Critics have for years held that the tradition, which involves fans waving their arms through the air in a chopping motion while singing a "war chant," draws on offensive and racist stereotypes.
"I am a big fan of the Chiefs and I WISH we would get rid of the tomahawk chop," fourth grader Finn Swanson wrote in a letter to the franchise in a change.org petition.
"It is offensive to Native Americans and should be banned at Chiefs games.
"Now, go win another Super Bowl!"
Swanson's parents are both ministers in Kansas City. His father has spent time volunteering on a reservation in South Dakota, which inspired Finn to put pen to paper, and his mother is active in areas of social justice.
Pressure on the Chiefs and other franchises that bear the name and iconography of Native Americans increased last year amid a nationwide reckoning over systemic racism.

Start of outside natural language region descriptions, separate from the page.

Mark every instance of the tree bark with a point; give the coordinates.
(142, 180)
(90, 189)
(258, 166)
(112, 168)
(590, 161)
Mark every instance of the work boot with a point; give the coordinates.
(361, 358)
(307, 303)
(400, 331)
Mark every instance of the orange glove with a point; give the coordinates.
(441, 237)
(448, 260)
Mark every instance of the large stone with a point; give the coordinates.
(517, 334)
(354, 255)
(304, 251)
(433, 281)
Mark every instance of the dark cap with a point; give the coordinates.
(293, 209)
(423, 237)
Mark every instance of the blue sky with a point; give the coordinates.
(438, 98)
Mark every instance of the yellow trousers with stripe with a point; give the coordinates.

Public pressure led to the Washington Football Team to drop their team name while other sports teams have jettisoned Native American-related mascots.
The Chiefs have taken steps to ban Native American imagery like headdresses and war paint but have not fully eradicated the chant.
Swanson's petition had garnered 448 signatures as of Tuesday and he said he hoped to get the attention of the franchise before Sunday's Super Bowl, where the defending champion Chiefs will take on the Tampa Bay Buccaneers.
About 25,000 fans are expected to be in attendance at Sunday's championship game in Tampa.